Student Debt and No Degree? Here’s What to Do

Student Debt, No Degree

If you took on student loans to pay for college but did not finish school, the debt doesn’t go away.

Dropping out for any reason starts the clock on repayment.

If not addressed, unpaid student loans will go into default, negatively affecting your credit and landing you in a world of financial hurt.

No matter what your reasons are for not finishing, there are things you can do to ease your repayment and even get you back on track to earning your degree.

Student Debt and No Degree? Here’s What to Do

Keep reading to learn about some of your options.

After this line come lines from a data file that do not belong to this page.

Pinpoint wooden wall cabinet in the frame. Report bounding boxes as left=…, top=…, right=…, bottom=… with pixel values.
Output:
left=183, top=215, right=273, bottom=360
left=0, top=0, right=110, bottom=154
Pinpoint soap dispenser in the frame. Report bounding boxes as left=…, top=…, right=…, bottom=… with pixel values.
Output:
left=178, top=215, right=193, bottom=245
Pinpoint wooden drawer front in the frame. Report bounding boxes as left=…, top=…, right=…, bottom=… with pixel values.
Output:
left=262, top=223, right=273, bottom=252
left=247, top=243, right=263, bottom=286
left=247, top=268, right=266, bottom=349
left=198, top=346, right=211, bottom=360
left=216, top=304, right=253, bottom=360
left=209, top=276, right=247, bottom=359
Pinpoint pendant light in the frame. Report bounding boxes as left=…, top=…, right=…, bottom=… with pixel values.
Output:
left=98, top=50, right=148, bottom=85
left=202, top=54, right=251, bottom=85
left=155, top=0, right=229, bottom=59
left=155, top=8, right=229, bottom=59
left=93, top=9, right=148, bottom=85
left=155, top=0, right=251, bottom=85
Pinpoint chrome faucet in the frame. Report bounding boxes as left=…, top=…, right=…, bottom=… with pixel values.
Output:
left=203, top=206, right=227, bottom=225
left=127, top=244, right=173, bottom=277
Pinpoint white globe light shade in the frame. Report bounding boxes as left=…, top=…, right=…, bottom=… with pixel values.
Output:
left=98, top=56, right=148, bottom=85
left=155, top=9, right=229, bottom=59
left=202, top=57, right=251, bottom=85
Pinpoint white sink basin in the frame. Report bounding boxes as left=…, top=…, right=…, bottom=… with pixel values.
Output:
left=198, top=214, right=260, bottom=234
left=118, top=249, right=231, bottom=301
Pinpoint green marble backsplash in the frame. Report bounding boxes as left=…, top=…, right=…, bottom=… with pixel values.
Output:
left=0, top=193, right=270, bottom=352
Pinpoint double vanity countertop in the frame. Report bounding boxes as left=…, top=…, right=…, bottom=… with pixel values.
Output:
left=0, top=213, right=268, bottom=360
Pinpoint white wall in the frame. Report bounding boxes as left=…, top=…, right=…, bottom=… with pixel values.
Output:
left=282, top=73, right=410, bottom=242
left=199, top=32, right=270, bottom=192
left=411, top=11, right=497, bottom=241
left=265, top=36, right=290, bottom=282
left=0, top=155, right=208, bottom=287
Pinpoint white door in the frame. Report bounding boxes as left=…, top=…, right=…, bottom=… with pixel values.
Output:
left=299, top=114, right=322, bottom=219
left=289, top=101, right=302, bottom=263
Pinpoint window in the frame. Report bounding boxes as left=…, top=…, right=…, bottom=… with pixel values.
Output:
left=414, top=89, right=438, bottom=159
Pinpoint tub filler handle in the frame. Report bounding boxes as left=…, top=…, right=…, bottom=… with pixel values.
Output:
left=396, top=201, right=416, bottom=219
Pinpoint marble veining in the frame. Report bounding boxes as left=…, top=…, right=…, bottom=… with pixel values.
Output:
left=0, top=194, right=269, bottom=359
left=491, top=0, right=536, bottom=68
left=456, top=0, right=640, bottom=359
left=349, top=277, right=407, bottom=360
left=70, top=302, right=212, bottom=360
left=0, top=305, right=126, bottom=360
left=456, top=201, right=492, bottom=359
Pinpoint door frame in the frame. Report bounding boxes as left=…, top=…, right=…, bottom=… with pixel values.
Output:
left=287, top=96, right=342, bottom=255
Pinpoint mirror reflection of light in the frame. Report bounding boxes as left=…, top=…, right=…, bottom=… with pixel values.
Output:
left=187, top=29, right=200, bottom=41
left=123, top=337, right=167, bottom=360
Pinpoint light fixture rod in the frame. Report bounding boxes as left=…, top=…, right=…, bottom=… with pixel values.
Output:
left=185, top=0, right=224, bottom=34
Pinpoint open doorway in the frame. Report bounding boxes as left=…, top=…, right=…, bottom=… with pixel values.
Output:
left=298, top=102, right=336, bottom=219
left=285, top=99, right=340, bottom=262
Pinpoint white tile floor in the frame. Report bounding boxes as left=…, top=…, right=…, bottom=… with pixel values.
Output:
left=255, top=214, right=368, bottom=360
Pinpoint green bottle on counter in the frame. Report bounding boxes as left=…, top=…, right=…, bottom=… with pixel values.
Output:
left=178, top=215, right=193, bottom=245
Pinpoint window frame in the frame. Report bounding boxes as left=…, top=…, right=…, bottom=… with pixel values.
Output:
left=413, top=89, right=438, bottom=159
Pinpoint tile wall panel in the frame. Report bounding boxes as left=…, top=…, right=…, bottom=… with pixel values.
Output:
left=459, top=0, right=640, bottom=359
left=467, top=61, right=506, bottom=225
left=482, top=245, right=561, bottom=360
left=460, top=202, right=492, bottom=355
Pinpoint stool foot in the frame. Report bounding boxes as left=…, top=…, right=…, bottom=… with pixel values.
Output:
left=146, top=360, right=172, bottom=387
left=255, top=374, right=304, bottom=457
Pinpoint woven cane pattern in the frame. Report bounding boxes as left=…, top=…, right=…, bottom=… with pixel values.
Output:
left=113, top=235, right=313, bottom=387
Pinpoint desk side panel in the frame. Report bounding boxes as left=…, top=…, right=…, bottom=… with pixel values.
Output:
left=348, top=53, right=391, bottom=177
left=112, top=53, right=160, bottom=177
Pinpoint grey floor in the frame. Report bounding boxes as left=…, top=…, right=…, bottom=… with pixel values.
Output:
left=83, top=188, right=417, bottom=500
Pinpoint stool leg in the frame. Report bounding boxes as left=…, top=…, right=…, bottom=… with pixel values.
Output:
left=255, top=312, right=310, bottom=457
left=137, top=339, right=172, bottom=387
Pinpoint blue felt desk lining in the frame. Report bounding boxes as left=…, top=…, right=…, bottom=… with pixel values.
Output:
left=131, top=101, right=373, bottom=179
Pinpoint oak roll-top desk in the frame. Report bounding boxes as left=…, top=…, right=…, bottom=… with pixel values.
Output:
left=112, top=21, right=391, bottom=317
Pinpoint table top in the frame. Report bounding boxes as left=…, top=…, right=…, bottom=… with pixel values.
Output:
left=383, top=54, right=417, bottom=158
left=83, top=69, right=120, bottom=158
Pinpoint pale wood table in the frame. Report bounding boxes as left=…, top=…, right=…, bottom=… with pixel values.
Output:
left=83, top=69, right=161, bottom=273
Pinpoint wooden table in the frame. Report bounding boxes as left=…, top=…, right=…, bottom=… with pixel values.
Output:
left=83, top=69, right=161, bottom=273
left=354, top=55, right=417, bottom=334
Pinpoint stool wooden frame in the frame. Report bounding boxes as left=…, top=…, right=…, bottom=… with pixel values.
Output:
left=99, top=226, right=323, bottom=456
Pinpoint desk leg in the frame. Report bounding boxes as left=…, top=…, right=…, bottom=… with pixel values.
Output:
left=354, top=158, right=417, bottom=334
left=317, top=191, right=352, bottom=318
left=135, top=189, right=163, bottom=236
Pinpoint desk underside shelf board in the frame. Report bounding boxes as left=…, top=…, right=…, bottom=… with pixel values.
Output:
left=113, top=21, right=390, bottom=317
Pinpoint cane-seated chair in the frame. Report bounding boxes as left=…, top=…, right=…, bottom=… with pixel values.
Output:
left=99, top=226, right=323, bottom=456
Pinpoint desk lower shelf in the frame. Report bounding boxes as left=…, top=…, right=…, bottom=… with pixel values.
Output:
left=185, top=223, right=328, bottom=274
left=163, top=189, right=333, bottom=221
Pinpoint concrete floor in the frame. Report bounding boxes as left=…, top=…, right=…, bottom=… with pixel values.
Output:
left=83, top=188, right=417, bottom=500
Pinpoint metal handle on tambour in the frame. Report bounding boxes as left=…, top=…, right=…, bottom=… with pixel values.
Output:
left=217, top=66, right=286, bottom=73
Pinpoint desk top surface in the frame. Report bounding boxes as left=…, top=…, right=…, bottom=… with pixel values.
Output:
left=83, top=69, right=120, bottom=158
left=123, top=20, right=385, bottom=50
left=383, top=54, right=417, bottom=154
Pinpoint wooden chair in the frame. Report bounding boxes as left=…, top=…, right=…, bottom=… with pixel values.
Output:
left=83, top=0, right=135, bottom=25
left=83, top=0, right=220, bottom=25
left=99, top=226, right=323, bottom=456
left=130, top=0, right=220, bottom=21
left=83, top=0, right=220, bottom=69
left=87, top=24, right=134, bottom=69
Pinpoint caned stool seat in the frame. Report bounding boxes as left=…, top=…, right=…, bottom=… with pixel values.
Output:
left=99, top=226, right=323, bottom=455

  • Finish Your Degree at a Less Expensive College

If it is possible for you to do so without having to take out additional loans, enroll at a local community college to finish your degree. By registering at least part-time, your loans will go back into deferment, buying you a little more time to complete your degree.

Keep in mind that deferment is a short-term solution.

Your focus should be on finishing your degree so that your education can begin working for you once you graduate.

As an added bonus, you will be able to use your new school’s job search and placement resources.

  • Work with Your Lenders

If you don’t know if your loans are federal or private, or how high your interest rate is, you’re not alone. A shocking number of people don’t know much about their student loans. However, it is never a bad time to learn everything there is to know about your loan.

Before you begin school again, figure out who your lenders are, if your loans are private or federal, and if you are headed for default. The answers to these questions will dictate your options going forward. Then, gather up your personal financial info and give your lenders a call.

If your loans are current, contact your lender and explore your repayment options (more on that below). If your loans are already in default or delinquency, you will need to get them current before you can begin undoing the damage to your credit score.

Keep in mind that if your loans have been in default for a long time, you may find that your loan has been sold off to a different lender – even if you have a federal loan.

  • Pick the Repayment Plan That Works for You

If you have private loans, you can contact your loan provider to find out if they can work with you to find a reasonable monthly payment.

It is not a call anyone is excited to make, but proving to your lender that you are serious about avoiding default or delinquency may help you. Your lender would rather determine how much you can afford than spending their time and resources pursuing payments from you.

If you have federal loans, you may be eligible for a number of income-based repayment options, some of which may drop your monthly payment down to $0.

A word of warning, however, that some income-based repayment options may result in tax consequences, particularly if you are married and file your return jointly.

  • Work in Public Service

If it is not realistic for you to go back to school, you can get a job in public service and apply to the Public Student Loan Forgiveness Program.

The Public Student Loan Forgiveness Program forgives student loan debt, regardless if the student graduated or not, after 120 qualifying payments have been made over the course of ten years.

We won’t sugarcoat it; this can be a tricky program to navigate, and many people who attempt it do not find the success they were looking for. But, if you are eligible, and can commit to making sure that the program has accurate information at all times, it can be a great option.

  • Try to Refinance Your Loans

If your loan is current and you are having trouble meeting your monthly payment, refinancing may make the installment more manageable. Refinancing may make you ineligible for opportunities for income-based repayment or forgiveness options but maybe worth it for a monthly payment that doesn’t stretch you too thin.

  • Get a Side Hustle

Finally, if your monthly payment is stretching you further than you can manage, regardless of any adjustments or programs available to you, your best option may be to look at earning money on the side.

A side hustle can not only be a fast-track to getting your loans under control but could also possibly get you valuable experience, which could help you find more gainful employment in the near future.

Having to leave college without earning a degree is a significant roadblock for many people, but it doesn’t have to be an impenetrable obstacle to getting on with your life. Take action now and get back on the road to achieving your goals.